Are rail passengers being overcharged by apps? Can you claim back money ?

Train apps can save customers time and money but an MP has said they do not tell the whole story (PA)
Train apps can save customers time and money but an MP has said they do not tell the whole story (PA)

Rail passengers are being overcharged by up to £100 for long-distance train journeys from London by ticketing apps, an MP claimed in Parliament on Wednesday.

Chris Loder said that he wants an investigation into rail ticketing apps by the competition watchdog, the Standard has reported.

The Tory representative for West Dorset spoke up during a debate on the proposed closure of almost 1,000 ticket offices. The session heard that while nine out of 10 tickets are now bought online, the cheapest tickets are not always easy to find and it can be a challenge to apply a railcard discount.

“It is pure commercial disdain,” Mr Loder said of the online ticketing systems. “It just makes me sick. This, frankly, is a scandal.”

He gave the example of the return journey from London to Plymouth, which could be done for £93.90 return – or £64.50 return with a railcard – if a passenger changed at Exeter. But the cheapest he could find the journey offered on any app was for £158.70.

While Mr Loder’s comment that services can hide the best ticket options were decried as “absolutely untrue” by one such app, The Trainline, the public do need to be savvy when trying to save on their fares.

Are people being overcharged by apps?

Mr Loder claimed that apps used algorithms that prevented passengers being offered the cheapest tickets. He said South Western Railway’s website also failed to offer the cheapest tickets. These claims have been denied.

The Trainline said: “Our tech identifies the best journeys on a balance of price and convenience, and we are proud to save our customers 35 per cent on average through Advance fares, SplitSave and Railcard discounts.

“We do not set ticket prices and any suggestion we behave anti-competitively is unfounded."

However, the confusion around the issue has led to MPs calling for a roll back on proposals to shut ticket offices around the UK.

Mr Loder added: “I am here to make the case for our station staffing hours to be maintained. We need to make sure that, in this cost of living crisis, passengers can get the cheapest fare rather than relying on manipulative apps and online digital prices that overcharge them.

“The one person that can be trusted to provide the cheapest fare is the ticket office clerk.”

Chris Loder MP (Parliament)
Chris Loder MP (Parliament)

Can I claim back money if I am overcharged by an app?

MoneySavingExpert reported in 2017 that 12 train companies signed up to a voluntary price guarantee to refund the difference if passengers could have bought a cheaper ticket when buying from a machine.

The companies to put themselves forward were: Arriva Trains Wales, Chiltern, c2c, East Midlands Trains, Greater Anglia, Great Western Railway, Heathrow Express, Merseyrail, Northern, Scotrail, Transpennine Express and Virgin Trains.

Why does the government want to shut ticket offices?

The government wants to make savings after the rail network was hit during the coronavirus pandemic. The Rail Delivery Group has outlined ticket offices as a potential saving and says that just 12 per cent of tickets are now bought in offices, compared with 24 per cent before the pandemic.

A total of 974 ticket offices are at risk of closure, according to the House of Commons Library. Up to 2,300 jobs are thought to be at risk.

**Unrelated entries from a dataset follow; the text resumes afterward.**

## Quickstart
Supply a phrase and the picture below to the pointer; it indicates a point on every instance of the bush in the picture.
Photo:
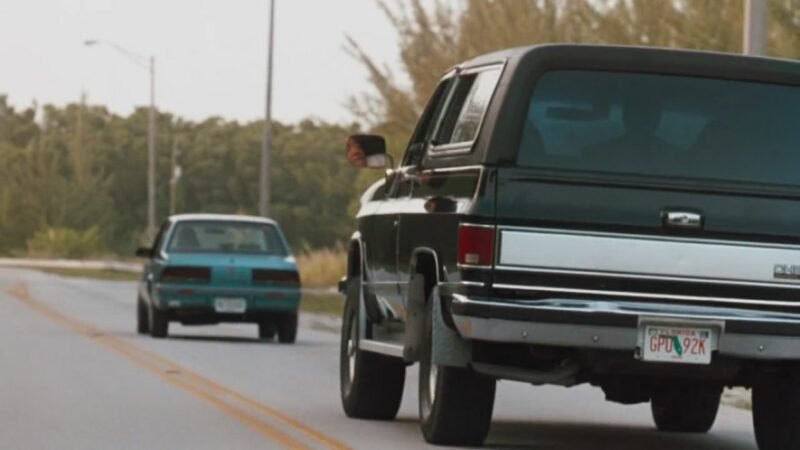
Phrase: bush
(65, 243)
(322, 268)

MPs said that more than 200 million tickets a year were bought through ticket offices.

The Rail, Maritime and Transport union (RMT) has said it willl “vigorously oppose” the proposals and the Transport Salaried Staffs Association claims the public has “no desire to see their rail network diminished in this way”.

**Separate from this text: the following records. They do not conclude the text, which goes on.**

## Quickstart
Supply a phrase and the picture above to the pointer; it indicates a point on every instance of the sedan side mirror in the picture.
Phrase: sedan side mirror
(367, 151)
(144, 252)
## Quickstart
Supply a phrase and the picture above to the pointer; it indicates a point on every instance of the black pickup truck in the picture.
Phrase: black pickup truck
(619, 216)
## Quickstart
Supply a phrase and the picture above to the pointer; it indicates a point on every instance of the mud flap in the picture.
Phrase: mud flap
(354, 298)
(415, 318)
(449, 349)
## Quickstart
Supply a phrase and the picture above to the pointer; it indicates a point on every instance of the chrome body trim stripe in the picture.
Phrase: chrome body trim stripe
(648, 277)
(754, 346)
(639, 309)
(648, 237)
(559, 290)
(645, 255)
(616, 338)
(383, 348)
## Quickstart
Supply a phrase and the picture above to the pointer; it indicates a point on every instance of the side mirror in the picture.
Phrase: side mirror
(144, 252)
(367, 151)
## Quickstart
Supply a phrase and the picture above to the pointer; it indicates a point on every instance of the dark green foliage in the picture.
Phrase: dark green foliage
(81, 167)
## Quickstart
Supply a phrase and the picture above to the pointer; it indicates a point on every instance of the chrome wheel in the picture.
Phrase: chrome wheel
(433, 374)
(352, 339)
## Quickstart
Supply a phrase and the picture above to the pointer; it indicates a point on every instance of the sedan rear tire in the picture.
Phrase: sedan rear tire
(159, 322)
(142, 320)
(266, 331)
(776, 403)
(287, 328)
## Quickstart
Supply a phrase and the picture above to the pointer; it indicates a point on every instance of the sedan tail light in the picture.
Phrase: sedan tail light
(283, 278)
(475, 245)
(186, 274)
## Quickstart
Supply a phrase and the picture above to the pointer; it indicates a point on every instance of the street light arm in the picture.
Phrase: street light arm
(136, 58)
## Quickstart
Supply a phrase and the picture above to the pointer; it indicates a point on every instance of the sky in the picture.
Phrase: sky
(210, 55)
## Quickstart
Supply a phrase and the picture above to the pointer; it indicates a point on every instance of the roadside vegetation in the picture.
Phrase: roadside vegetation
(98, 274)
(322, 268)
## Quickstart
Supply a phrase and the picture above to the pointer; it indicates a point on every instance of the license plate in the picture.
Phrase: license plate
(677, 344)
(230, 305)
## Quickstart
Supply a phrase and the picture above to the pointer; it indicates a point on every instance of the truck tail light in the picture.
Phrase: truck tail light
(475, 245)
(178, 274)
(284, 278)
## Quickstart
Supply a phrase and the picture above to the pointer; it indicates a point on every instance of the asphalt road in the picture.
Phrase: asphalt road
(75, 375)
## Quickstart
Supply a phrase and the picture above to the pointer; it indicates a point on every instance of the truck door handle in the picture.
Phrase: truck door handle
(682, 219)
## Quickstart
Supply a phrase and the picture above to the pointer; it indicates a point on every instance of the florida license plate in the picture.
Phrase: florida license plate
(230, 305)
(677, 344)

Mr Loder was backed in Parliament by other MPs who do not want to see ticket offices close.

Munira Wilson, the Lib-Dem MP for Twickenham, said busy stations in her constituency such as Whitton and Teddington being reduced “to only 20 hours of staffing a week”.

She said she was worried about the impact on disabled passengers, people needing special tickets not available online and women travelling at night.

Liberal Democrat MP Munira Wilson (PA Archive)
Liberal Democrat MP Munira Wilson (PA Archive)

How can I save money when buying rail tickets?

Rail passengers can get the best value fare and save money by trying a number of techniques.

MoneySavingExpert recommends rail ticket fare splitting apps such as Split Your Ticket and TrainSplit to give you cheaper through journeys – you will just need to ensure that if your ticket it is via a station it stops there. For example, if your split ticket is from London to York and then York to Edinburgh, the train will need to stop at York.

Booking 12 weeks ahead is advantageous for getting cheaper tickets and within that time period it is good to book as soon as possible. Getting a railcard is an investment but it will save you one third on each ticket bought, meaning you can make the money back.